Gedanken- und Gefühlschaos

Negative Emotionen, wie Wut, Trauer, Hass, aber auch Schuldgefühle, Verzweiflung, Existenzängste oder Einsamkeit sind ständige Begleiter in dieser Zeit und eine emotionale Belastung, aus der auch körperliche Symptome resultieren können. Schlafstörungen, Ruhelosigkeit, tiefste Grübeleien, Appetitlosigkeit, abwechselnd mit Gefühlsausbrüchen sind an der Tagesordnung. Für kurze Momente können aber auch Gefühle der Befreiung, der Hoffnung oder der Erleichterung aufblitzen. „In der ersten Zeit wird die Tatsache des Verlusts oft verleugnet“, weiß Doris Jäger. Sie ist Naturheiltherapeutin und Resilienztrainerin in Wolfurt. Doch: „Alle auftretenden negativen Emotionen dürfen und sollen gespürt und zugelassen werden. Denn mit dem Erleben wird der emotionale Mülleimer geleert, und es hilft, nicht in Depressionen zu versinken.“

Seelenverwandte suchen

Sich in diesem Abnabelungs-und Loslösungsprozess professionelle Hilfe zu holen, kann neue Perspektiven aufzeigen. Ressourcenfindung, Stärkenanalyse, Bedürfniserhebung, aber auch Ursachenfindung und Bearbeitung sind Themen, die angesprochen und herausgearbeitet gehören. Freunde sind in dieser Zeit unersetzbar. Sie sind vielleicht nicht immer in der Lage, den Trauernden aus seinem Tief zu ziehen, können aber zumindest Präsenz zeigen und demonstrieren: Ich bin für dich da.

Vergebung

Vergebung ist der erste Schritt, inneren Frieden zu finden. Wie lange es dauert, bis der Verlassene beginnt zu reflektieren, ist bei jedem verschieden. Früher oder später beginnt aber die Suche nach Verhaltensweisen, die hinderlich sind. „Es ist sinnvoll, einschränkende Überzeugungen aufzuspüren und zwanghafte Wünsche abzulegen“, empfiehlt Jäger. Damit wird mit der Zeit deutlicher, was man zukünftig will und was nicht mehr. Mit dieser Klarheit wächst auch die Motivation. Und die bringt den Menschen ins Handeln. Handeln wiederum erzeugt Energie. Und mit Energie wächst die Lebensfreude.

Auf zu neuen Ufern

Verblasst die Zeit der Trauer, erkennt man, dass jeder Mensch im Leben ein Begleiter war, durch den gelernt wird. Ist der Verlust akzeptiert, sind die Gedanken auf Zukunft programmiert, stellt sich Erleichterung ein. Man ist offen für Neues.

Tipps

» Keine schwerwiegenden Entscheidungen in einer Lebenskrise treffen. Lassen Sie sich nicht drängen, tanken Sie Kraft und entscheiden Sie in aller Ruhe.

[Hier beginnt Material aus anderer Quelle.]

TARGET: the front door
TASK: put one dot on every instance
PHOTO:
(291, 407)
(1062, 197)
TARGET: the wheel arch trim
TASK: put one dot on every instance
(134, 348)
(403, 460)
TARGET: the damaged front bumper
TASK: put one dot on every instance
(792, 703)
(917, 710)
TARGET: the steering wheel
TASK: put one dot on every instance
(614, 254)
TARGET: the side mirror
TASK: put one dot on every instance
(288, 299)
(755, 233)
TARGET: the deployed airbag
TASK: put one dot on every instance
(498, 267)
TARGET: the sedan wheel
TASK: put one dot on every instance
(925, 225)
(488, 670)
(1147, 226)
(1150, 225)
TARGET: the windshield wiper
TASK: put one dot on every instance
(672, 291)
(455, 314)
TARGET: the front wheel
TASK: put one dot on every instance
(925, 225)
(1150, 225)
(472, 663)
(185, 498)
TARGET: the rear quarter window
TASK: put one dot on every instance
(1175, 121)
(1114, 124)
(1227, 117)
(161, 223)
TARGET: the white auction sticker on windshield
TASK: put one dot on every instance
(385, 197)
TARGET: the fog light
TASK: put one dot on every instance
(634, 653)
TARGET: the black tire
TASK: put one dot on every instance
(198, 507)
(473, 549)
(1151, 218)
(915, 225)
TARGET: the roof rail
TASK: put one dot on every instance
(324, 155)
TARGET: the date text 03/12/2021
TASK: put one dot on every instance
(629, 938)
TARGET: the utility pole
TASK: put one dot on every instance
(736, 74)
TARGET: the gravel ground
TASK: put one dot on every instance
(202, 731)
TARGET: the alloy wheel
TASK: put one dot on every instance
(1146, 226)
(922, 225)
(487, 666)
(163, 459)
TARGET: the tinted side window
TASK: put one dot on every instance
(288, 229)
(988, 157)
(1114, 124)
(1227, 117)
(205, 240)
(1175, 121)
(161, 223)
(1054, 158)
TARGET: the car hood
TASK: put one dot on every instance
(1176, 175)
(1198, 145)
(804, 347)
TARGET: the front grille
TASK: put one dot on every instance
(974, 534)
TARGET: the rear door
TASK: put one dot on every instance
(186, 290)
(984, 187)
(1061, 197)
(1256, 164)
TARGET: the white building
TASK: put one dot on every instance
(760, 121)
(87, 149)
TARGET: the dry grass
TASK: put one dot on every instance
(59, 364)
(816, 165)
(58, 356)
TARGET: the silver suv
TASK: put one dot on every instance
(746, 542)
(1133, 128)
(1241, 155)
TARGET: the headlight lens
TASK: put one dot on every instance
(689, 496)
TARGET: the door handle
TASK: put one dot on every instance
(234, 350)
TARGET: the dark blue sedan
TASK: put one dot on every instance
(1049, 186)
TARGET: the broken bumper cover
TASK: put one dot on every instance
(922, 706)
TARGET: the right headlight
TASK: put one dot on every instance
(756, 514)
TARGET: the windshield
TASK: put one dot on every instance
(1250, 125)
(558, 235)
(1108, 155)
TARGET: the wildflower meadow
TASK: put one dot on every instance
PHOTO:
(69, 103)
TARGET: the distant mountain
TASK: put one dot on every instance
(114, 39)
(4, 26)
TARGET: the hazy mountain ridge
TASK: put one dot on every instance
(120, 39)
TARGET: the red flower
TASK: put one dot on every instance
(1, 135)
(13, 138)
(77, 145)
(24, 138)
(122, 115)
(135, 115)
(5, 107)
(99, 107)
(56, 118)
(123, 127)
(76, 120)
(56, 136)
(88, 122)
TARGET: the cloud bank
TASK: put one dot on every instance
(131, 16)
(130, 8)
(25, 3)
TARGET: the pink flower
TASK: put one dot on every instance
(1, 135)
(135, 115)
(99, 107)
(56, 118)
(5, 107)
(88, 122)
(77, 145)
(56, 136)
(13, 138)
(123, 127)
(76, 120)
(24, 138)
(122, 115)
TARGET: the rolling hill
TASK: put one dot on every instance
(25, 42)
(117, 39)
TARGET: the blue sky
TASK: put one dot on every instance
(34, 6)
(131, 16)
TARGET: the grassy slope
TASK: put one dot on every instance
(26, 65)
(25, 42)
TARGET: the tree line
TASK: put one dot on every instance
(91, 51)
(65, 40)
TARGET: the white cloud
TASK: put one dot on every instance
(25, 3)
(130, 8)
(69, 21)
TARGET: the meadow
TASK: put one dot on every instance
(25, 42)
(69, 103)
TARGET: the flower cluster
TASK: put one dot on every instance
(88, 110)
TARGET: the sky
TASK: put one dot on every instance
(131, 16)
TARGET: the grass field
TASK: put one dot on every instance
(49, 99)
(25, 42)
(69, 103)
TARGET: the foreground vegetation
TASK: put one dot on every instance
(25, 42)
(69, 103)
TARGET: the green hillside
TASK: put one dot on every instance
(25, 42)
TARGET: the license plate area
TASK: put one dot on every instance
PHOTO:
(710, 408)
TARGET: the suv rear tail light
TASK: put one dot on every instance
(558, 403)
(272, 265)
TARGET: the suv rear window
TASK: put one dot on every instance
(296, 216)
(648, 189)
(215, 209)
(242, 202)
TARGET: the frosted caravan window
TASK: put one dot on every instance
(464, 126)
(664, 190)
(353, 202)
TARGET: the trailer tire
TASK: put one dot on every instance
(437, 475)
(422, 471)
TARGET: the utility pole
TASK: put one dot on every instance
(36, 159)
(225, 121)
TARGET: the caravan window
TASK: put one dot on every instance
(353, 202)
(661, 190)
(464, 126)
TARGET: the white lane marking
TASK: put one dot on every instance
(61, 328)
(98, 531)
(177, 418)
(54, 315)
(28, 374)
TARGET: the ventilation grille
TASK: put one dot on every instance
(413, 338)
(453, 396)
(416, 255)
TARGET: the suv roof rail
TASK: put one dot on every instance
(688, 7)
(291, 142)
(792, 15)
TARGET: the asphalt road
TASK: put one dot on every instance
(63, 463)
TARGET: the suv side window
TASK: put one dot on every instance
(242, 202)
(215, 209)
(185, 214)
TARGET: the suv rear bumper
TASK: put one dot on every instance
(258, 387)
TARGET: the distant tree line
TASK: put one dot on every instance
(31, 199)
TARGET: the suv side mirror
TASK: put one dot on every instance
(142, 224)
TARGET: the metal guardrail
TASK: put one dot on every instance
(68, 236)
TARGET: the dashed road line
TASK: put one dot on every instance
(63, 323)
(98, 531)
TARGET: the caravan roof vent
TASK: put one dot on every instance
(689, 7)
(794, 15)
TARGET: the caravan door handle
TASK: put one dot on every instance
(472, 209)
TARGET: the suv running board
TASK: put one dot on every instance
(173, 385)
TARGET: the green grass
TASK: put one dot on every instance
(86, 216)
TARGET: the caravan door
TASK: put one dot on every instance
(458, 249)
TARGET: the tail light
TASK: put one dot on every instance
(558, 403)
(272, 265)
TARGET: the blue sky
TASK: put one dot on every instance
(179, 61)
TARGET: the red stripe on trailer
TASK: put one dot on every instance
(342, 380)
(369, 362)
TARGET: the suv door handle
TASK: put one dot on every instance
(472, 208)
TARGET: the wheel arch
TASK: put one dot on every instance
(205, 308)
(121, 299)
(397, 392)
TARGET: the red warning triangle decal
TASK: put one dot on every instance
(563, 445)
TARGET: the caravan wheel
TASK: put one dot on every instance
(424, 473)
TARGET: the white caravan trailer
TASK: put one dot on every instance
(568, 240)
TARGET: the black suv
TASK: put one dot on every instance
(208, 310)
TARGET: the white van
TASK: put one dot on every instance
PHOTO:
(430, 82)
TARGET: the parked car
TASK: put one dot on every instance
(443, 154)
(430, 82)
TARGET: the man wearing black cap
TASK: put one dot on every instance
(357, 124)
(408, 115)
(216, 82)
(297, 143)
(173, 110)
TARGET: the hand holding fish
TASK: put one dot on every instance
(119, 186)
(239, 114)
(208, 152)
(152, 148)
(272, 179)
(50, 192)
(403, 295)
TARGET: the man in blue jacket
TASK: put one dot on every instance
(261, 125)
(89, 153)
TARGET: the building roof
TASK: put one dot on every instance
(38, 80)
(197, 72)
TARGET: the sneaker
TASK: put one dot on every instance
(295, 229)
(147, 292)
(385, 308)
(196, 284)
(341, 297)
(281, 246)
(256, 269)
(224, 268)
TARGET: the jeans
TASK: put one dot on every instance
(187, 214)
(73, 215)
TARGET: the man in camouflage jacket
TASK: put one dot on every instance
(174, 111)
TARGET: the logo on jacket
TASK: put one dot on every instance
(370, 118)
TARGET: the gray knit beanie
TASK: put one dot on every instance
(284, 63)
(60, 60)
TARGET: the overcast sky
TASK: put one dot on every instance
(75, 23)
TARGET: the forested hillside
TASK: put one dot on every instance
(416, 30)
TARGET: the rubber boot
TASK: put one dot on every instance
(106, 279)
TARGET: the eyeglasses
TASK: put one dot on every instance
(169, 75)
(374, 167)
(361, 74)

» Verfassen Sie einen Brief an Ihren /Ihre „Ex“, den Sie nicht zwingend abschicken müssen.

» Geben Sie Ihre Gedanken und Gefühle an die geduldigen Seiten eines Tagebuchs ab.

» Legen Sie sich ein Kistchen mit Symbolen zu, die Sie animieren und erinnern, was Sie vor allem am Wochenende unternehmen könnten, um nicht in ein Verlassenheitsgefühl hineinzurutschen. Hineinlegen können Sie Bilder von Sportschuhen als Aufforderung, wandern zu gehen, eine Kinokarte, die Visitenkarte eines Lokals, oder halten Sie nach Veranstaltungen und Ausstellungen Ausschau, die Sie interessieren.

» Ausmisten bringt Entlastung. Stellen Sie alles beiseite, was Sie an Ihren Ex/Ihre Ex erinnert. Entfernen Sie die Matratze Ihres ehemaligen „Lebensabschnittpartners“.

» Verändern Sie etwas an sich: Kleider, Frisur, Figur usw.

» Tun Sie etwas, was Sie noch nie getan haben, aber immer schon tun wollten.

» Verbringen Sie einen Tag ohne zu hassen, zu jammern oder zu klagen. Denken Sie sich, das mache ich nur jeden zweiten/dritten Tag. Dann beobachten und staunen Sie, wie sich das Leben ändert.